If you're having big trouble figuring out how to post, email me and I'll help you along individually. I suggest if you've never blogged that you just keep it simple, at first, until you get comfortable with the processor. However, if you are comfortable, feel free to upload a picture.

Hope to hear from everyone.

Saturday, July 3, 2010

Welcome to the Story Stalker


Creation, in my opinion, is a cooperative venture. We create by aligning ourselves with the larger creative forces that are responsible for our existence. This is the essence of story stalking, and I’m using the word “stalking“ not in the negative celebrity sense, but rather in the spirit of Euell Gibbons’ Stalking the Wild Asparagus, or Stalking the Blue-eyed Scallop.

We are a symbolic species.  Humans engage in thought in ways that no other species appear to.  We use language symbolically.  We know no other species that has a written language, or uses metaphor in the same way that we do.  We live in a world no other species can access. Ours is a shared, “virtual” reality of thought-designed stories, stories of real experience, invented stories, stories that imply hidden or esoteric meaning, stories we use to explain and organize our understanding of the world, stories about the way things are.

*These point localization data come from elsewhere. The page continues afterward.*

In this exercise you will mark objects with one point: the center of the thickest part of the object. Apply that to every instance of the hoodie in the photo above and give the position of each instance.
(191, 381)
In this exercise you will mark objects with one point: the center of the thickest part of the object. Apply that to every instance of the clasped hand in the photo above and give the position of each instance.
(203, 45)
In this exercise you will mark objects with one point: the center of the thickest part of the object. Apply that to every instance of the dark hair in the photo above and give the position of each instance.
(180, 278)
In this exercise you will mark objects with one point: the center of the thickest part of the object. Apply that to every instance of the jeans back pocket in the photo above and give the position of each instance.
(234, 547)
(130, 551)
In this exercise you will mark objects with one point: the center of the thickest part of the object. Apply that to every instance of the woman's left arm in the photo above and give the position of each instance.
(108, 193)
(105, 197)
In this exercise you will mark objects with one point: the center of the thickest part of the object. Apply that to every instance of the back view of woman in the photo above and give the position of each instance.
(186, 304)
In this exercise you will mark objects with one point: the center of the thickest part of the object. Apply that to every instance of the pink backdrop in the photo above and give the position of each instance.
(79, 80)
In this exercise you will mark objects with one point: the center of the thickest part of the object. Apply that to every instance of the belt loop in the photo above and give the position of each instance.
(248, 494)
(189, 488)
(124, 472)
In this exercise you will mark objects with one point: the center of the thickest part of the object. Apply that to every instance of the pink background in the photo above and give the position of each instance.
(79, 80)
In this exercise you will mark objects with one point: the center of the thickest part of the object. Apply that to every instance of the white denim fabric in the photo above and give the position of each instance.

I’m talking about deepening our capacity as writers/artists to forage for creative nourishment, which can come in the form of beauty, mystery, magic, coincidence and synchronicity, essentially a deepening of our relationship with our own unconscious and with what Carl Jung called the collective unconscious, the realm of archetype and myth.

I’m also taking the term from, The Stalker, a film by the Russian filmmaker, Andrea Tarkovsky. Only an experienced stalker can stealthily navigate the constantly changing traps and pitfalls of The Zone. One cannot use the same path twice—the environment is constantly changing, the dangers that were here five minutes ago, are over there now.

More significantly, traversing The Zone is not their greatest impediment to success, but rather the uncertainty (and fear/resistance) one feels about their deepest wish. As the characters approach the threshold to The Room, their fear and trepidation over the materialization of their answered prayers is what ultimately leads to most profound levels of revelation and self-discovery.

An artist connects with creativity through increased sensibilité— because through this heightened sensitivity, the artist discovers the capacity to receive and be stimulated by larger forces. Lord Byron spoke of the Muse as a ruthless tyrant, and I agree, I believe that genius is such an incredibly powerful and essentially amoral force, that it has no regard for its recipient, that in the case of artistic genius, one can only hold on as best they can to a force capable of both stimulating and ravaging their mind and soul; their very being.